A renowned Holocaust scholar ordered by a Polish court to apologize for suggesting a man helped the Nazis kill Jews said on Tuesday the ruling was a direct blow to sensitive academic research.
The ruling, said Prof. Jan Grabowski, with the University of Ottawa, had to be seen in the context of efforts by Poland’s nationalist government to scrub Polish complicity in the murder of millions of Jews doing the Second World War.
“This is a fairly unprecedented verdict which strikes at the heart of what I as a historian do,” Grabowski said.
“This verdict, if upheld on our appeal, which will follow, means an end to independent research of the history of the Holocaust and, I would argue, of many other parts of Polish history which run contrary to the official myths and legends espoused by the Polish state today.”
Nine researchers, including Grabowski, spent six years writing a 1,700-page book called “Night Without End: The Fate of Jews in Selected Counties of Occupied Poland,” released in Polish in mid-2018. The tome contradicts the official line that Poles were exclusively victims of wartime atrocities.
“The results of this research have been greeted warmly by academia, and they were greeted with absolute fury by the nationalists governing in Poland right now and of course their electorate,” said Grabowski, who was born and raised in the East European country.
The backlash prompted one nationalist group to back a lawsuit by a woman against the professor and his co-editor, Barbara Engelking. The woman claimed that the book had defamed her uncle by citing a Jewish survivor as saying the man had helped the Nazis find and kill 22 Jews in eastern Poland in 1943.
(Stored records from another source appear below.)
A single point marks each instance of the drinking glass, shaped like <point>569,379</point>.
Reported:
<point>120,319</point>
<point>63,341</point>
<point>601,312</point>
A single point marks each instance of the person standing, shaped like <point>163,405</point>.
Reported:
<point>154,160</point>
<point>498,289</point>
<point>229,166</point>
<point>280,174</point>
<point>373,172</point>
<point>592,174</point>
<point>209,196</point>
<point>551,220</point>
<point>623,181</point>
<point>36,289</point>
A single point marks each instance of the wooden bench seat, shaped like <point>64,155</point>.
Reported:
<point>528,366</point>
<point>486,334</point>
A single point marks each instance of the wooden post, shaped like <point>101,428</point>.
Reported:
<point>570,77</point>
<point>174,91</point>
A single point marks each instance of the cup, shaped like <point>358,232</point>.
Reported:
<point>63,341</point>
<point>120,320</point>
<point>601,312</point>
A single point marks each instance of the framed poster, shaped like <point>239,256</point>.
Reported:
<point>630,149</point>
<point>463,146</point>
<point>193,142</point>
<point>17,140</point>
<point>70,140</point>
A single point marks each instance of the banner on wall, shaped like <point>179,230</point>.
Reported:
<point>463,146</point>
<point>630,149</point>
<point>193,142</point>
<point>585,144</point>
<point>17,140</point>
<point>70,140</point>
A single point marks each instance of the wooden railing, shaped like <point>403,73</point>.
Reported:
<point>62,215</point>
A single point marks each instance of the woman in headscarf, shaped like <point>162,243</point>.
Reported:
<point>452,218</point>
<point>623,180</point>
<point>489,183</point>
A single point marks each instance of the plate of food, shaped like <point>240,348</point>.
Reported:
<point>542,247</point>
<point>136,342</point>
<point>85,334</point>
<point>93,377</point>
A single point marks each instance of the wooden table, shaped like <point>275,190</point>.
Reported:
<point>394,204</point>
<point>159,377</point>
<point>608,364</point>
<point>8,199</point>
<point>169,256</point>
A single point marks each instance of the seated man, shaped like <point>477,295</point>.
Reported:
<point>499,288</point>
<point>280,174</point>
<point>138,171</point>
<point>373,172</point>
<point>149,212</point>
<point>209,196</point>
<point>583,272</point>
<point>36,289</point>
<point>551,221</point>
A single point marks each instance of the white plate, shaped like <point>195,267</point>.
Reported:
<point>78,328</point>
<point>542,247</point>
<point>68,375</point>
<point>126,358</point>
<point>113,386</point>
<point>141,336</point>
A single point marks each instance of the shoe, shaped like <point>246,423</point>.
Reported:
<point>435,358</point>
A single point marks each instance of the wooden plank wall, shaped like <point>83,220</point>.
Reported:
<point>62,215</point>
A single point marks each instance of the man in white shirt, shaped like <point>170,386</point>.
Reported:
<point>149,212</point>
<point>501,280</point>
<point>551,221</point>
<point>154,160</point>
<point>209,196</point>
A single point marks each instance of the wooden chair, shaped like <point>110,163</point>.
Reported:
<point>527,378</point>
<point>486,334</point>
“I became sort of a face to hate,” Grabowski said. “There are bad people out there, with vast support from different states, who want to write themselves a new history.”
Last week, the judge ordered the editors to make a written apology for “providing inaccurate information'” and “violating his honour.” The judge stopped short of ordering monetary compensation.
Defence lawyers were awaiting the judge’s written reasons before launching an appeal, a process Grabowski likened to diving into a swimming pool without knowing how much water was in it. At the same time, he suggested the deck was stacked, pointing to the avalanche of media criticism of his work, and the minister of justice’s expression of joy at the verdict.
“The damage probably has already been done,” said Grabowski, whose father was a Holocaust survivor. “The authorities in Poland have already won. Their goal was not actually to talk about history, it was to frighten people.”
Given that Jews in occupied Poland had about a 1.5 per cent chance of survival, the scant witness testimony of those who did survive is crucial to Holocaust research. The court, the professor said, had now pronounced negatively on the validity of such testimony.
An atmosphere of “freezing cold” now permeates through the entire Polish education and academic systems, he said.
The only positive outcome, Grabowski said, has been the immense backing from researchers around the world.
“I’ve never in my life seen such an incredible amount of solidarity and support,” he said.
Grabowski made his comments on a virtual forum co-organized by the New York-based YIVO Institute for Jewish Research and Bard College in Annandale-on-Hudson, N.Y.